Come mi piacerebbe passarmi le mani tra i capelli senza la paranoia che questi si scompiglino in modo strano, fare i bagni in mare o piscina senza pensare “oddio ora ho i capelli bagnati chissà cosa si vede”, prendere il sole senza cappellino, stare in ambienti con luci troppo intense senza chiedermi “e se si nota?” insomma vivere una vita senza questo problema, senza il pensiero dei capelli come ho fatto per tutti gli anni prima che si presentasse la cosa. In tutti questi anni ho provato a fregarmene, ma appena tornavano ad essere messi male ci cadevo dentro nuovamente a questo circolo di pensieri. Ovviamente poi vedo girare ragazze cappellone e le invidio dicendo “ma perché a me”? Oppure appena vedo una ragazza con una stempiatura più alta, o con meno capelli di me o… faccio paragoni ecc.

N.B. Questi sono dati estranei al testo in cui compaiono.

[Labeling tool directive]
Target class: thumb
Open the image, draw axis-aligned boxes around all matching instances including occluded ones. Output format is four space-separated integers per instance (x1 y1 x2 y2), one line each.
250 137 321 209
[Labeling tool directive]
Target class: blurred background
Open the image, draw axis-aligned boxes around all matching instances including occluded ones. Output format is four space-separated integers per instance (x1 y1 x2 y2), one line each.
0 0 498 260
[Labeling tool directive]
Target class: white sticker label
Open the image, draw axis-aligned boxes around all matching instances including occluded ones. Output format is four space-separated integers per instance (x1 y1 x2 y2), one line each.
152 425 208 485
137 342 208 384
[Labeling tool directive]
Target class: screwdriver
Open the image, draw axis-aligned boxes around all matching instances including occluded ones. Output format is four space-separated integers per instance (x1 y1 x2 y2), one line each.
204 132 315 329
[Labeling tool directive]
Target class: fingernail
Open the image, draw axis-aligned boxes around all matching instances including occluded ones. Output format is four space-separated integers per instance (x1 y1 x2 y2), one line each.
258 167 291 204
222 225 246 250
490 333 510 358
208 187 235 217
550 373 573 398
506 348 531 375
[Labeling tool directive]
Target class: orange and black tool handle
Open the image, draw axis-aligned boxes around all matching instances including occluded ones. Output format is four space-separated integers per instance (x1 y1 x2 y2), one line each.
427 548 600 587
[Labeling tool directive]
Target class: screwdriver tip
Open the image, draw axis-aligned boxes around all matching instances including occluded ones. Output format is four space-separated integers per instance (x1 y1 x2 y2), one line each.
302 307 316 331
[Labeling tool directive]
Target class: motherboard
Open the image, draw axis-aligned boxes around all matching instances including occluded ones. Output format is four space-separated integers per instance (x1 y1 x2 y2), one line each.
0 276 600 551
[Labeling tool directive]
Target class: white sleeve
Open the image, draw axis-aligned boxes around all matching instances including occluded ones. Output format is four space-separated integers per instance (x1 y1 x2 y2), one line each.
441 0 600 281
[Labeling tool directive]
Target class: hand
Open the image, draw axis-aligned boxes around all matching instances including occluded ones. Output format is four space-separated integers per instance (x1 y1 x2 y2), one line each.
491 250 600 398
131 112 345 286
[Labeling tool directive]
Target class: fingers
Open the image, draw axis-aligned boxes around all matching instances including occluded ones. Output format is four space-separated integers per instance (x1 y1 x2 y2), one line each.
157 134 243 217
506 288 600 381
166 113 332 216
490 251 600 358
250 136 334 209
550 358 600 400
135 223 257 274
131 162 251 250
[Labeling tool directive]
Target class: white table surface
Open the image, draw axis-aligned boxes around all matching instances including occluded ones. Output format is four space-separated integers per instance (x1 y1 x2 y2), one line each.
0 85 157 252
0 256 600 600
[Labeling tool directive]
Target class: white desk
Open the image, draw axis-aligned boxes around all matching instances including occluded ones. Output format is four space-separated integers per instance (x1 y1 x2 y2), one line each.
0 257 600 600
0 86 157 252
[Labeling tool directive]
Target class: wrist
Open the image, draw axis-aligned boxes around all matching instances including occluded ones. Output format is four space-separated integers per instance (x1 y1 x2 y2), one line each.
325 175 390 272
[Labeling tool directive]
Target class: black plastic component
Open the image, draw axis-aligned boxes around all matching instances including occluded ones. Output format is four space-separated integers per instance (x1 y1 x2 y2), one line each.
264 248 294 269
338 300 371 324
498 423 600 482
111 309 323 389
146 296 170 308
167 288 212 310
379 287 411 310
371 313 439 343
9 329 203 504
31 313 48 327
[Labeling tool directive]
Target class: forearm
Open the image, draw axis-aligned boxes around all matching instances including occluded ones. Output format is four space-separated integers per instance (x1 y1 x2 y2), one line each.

Sono proprio stanca. Ecco qual è la parola adatta: STANCA. Sono continuamente su montagne russe da anni e vorrei veramente imparare a fregarmene indipendentemente dalla questione capelli, ma come si fa? Mi odio per essere così superficiale a volte ma cosa fare? Recentemente ho persino pensato che fosse meglio essere completamente pelata, così tagliavo la testa al toro e chissenefrega. A volte mi dico: Amen, io sono così, non è una malattia infettiva o invalidante anzi, sono solo capelli, sono sempre io la ragazza carina di sempre con più capelli o con meno capelli chi mi ama mi segua. Ma sono ragionamenti che durano poco.